Agile marketing does this by using scrum planning techniques for work in which teams break the big project into smaller components. By doing this, the agile method helps marketers to understand the problems and fix them as quickly as possible, address many different marketing duties, and help not to repeat themselves.
But there are few marketers who buy into the myth that working quickly increases the margin of error. But that’s not true! Agile marketing isn’t about doing thing “quickly”, at least not in the sense of individual hurrying in their work, but more about not wasting time.
The philosophy behind is that agile marketing minimizes the time spent on unnecessary overhead, such as excessive documentation, perfunctory meetings, or overlay formal protocols between stakeholders. By doing this, team members actually spend time doing productive work which helps them to achieve the target goal as quickly as possible. Agile marketing is about speed and efficiency.

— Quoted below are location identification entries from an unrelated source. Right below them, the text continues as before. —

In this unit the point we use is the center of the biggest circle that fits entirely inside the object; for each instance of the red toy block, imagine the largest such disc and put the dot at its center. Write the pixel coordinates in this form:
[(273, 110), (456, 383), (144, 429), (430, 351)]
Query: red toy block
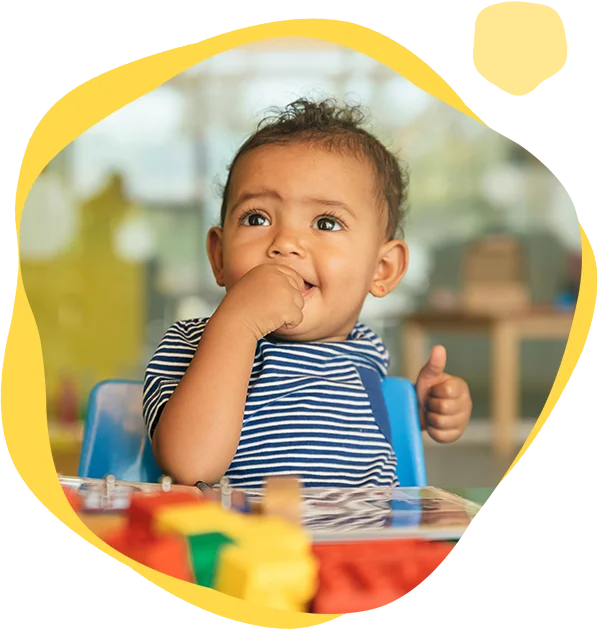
[(389, 577), (143, 508), (168, 554)]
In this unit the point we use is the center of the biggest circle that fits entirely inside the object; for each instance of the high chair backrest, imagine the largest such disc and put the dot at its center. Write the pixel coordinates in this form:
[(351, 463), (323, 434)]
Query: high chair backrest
[(116, 442)]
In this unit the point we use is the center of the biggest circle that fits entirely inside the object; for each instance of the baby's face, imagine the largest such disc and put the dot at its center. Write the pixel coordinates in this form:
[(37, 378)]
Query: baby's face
[(315, 211)]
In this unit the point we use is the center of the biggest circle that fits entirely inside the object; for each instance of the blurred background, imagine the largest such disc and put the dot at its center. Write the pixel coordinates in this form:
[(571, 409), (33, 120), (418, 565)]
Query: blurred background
[(113, 231)]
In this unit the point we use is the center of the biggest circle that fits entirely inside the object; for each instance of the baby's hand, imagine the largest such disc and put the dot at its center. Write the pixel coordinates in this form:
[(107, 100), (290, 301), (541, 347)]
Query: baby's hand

Does Agile Support Long-Term Visions?
Many marketers think that Agile marketing is the future because it focuses on developing a shorter campaign in order to maximize the flexibility of said campaign. This is done by creating weekly and monthly goals to achieve, and then monitoring them for results. This way, marketers can instantly and accurately measure the success of each campaign which will then affect both the overall strategy.
But, many marketers think that planning short campaigns can only generate less leads and they also think planning a strategy for short periods of time will be difficult because there is continuously change in customer behavior and environment. These marketers think it will be very difficult for them to come up with the perfect strategy for the short campaign. But again for the marketer it’s an option not a requirement.
So time will tell that agile marketing is future or not.
Is Agile Marketing Consistent?
Agile marketing can be a very consistent plan of attach. Many marketers will not agree with me, as marketing teams very often have strict rules about how source control is managed, but the process of agile marketing can either be very structured and consistent, or loose and free-flowing; it depends on the marketer. Generally, the goal of agile is to optimize the net productivity with standardization process.
However, many marketers think that agile marketing doesn’t enforce consistency because they think that team members simply grab tasks from the backlog of tasks and get them done however they want, without having adhere to any standardized procedure or requirement. Those popped consider this approach akin to the wild west of marketing, with people just working to get done quickly. There’s also a question of consistency when interacting with a client.
They think that if the client is unclear about their requirement for a project or campaign, then there is a chance for messing up the effort and it’s impossible to be consistent because it always happen when the client doesn’t know what they want. This question of outcomes makes it difficult for marketers to decide and work on one specific goal.
A Choice To Make
At the end of the day though, it’s important that you decide if agile marketing is the right fit for you and your team. Depending on the circumstances, the environment, and the people you have it can change the situation. However, don’t think that just because agile marketing is a new marketing type that it should be dismissed immediately for older techniques.
Consider this quote from Charles Darwin:
“It is not the strongest of the species that survive, nor the intelligent, but the one most responsive to the change.”
I know that this concept still new to some of the marketers, but remember that “The ball is in your hand”. You have the ability to decide whether or not an agile marketing approach is right for you or if it can even be a success. It’s on you as the marketer to decide.